SAN
FRANCISCO (AP) — California formally adopted the nation’s most
comprehensive so-called “cap-and-trade” system Thursday, an experiment
by the world’s eighth-largest economy that is designed to provide
financial incentives for polluters to reduce greenhouse gas emissions.
State
officials said they hoped other states and Washington, D.C., would
follow suit, calling the plan a “capstone” among the suite of tools
California can use to reduce the pollution linked to climate change and
cut dependence on foreign oil.
“For
half a century every American president has been calling for America to
move away from our dependence on foreign oil and become energy
independent,” said Mary Nichols, chairman of the California Air
Resources Board.
“The
reason we have not succeeded in addressing our addiction to petroleum
is because we did not have the right set of policy tools,” Nichols said.
“Now we do.
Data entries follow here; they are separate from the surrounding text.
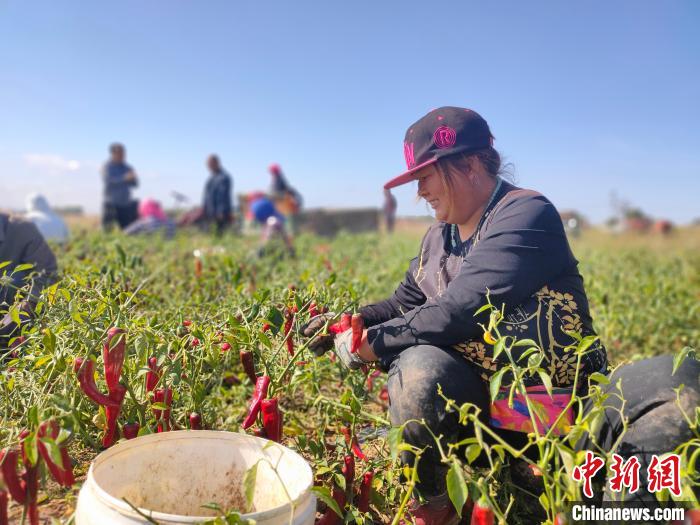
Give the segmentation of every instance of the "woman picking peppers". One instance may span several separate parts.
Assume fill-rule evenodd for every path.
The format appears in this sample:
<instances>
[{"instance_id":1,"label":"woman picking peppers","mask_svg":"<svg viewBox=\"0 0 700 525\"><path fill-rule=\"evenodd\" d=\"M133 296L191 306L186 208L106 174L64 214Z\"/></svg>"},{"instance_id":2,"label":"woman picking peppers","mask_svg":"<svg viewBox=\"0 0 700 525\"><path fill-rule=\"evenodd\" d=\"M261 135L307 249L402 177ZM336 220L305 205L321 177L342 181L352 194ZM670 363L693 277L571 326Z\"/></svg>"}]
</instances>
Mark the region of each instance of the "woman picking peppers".
<instances>
[{"instance_id":1,"label":"woman picking peppers","mask_svg":"<svg viewBox=\"0 0 700 525\"><path fill-rule=\"evenodd\" d=\"M510 426L507 420L489 421L488 380L507 363L494 358L494 341L484 333L489 312L480 309L488 301L497 308L504 305L501 334L532 339L544 350L542 368L555 388L570 388L577 374L577 384L585 385L591 374L606 374L608 362L599 342L588 349L580 367L575 353L565 350L575 344L566 332L595 335L578 263L554 205L501 178L493 140L487 122L464 108L438 108L410 126L404 140L407 171L384 188L417 181L418 196L433 208L437 222L393 296L360 309L365 330L359 347L353 348L357 343L352 344L348 329L336 336L335 348L350 368L376 362L388 372L393 425L422 419L445 443L473 435L456 414L445 411L440 385L447 398L479 407L484 423L519 446L525 434L504 430ZM318 325L312 320L305 335L313 335ZM330 341L330 336L317 335L310 347L320 354ZM520 354L527 348L519 347ZM516 360L517 350L513 348ZM671 381L667 365L668 360L649 368L668 369L655 386L670 391L671 383L682 379ZM695 385L697 393L694 373L686 373L686 385ZM527 386L539 384L537 375L526 381ZM632 410L634 406L633 401ZM678 417L678 425L682 420ZM418 524L457 523L446 493L447 466L431 446L431 433L408 423L404 439L425 448L417 467L423 503L412 506L413 519ZM670 450L668 442L659 445ZM412 455L404 453L402 461L412 465Z\"/></svg>"}]
</instances>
Cap-and-trade provides a reward for doing the right thing.”
The
board voted unanimously to approve the final draft of its plan, a key
part of the state’s landmark 2006 global warming law, AB 32, which seeks
to reduce the emissions to 1990 levels by 2020.
Some
businesses regulated under the program argue it will increase the price
of electricity for consumers and hurt job creation by raising the cost
of doing business in the state. But the program’s supporters expect
cap-and-trade to spur economic recovery and innovation, by pushing
business to invest in clean technologies.
While
implementation of some parts of the program will begin in 2012,
compliance for power plants and other of the worst polluting facilities
actually starts in 2013, with others joining in 2015. In total, the plan
will cover 85% of California’s emissions.
Former
Gov. Arnold Schwarzenegger, who frequently promoted the law, called
Thursday’s vote a “major milestone” in the fight against climate change.
“I
have always believed that we can create a world where economic growth,
energy independence and environmental protection are all achieved,”
Schwarzenegger said.
In
general, the program will require pollution producers like refineries
and cement manufacturers to buy permits, called allowances, from the
state. Each permit allows for a specified amount of greenhouse gases
each year, with the amount declining over time.
Companies
that cut emissions and have extra allowances can then sell the permits
in a marketplace; greenhouse gas emitters could purchase those
allowances if they failed to cut emissions.
Polluters
that reduce emissions could turn a profit if the market price for extra
allowances rises above the initial cost of the permit.
A
company can also meet up to 8% of its emissions reduction obligations
by purchasing carbon “offsets,” or investments in forestry or other
projects that reduce greenhouse gases.
The
program, modeled on similar programs in Europe, is also designed to be
able to link up with plans in other states and elsewhere to increase the
size of its market for carbon allowance trading.
“Although
other states and some Canadian provinces such as Quebec and British
Columbia hope to link their caps to California’s, a big factor in the
state’s success will be whether or not they have to go it alone,” said
Jan Mazurek, director of strategy and operations for the Nicholas
Institute for Environmental Policy Solutions at Duke University.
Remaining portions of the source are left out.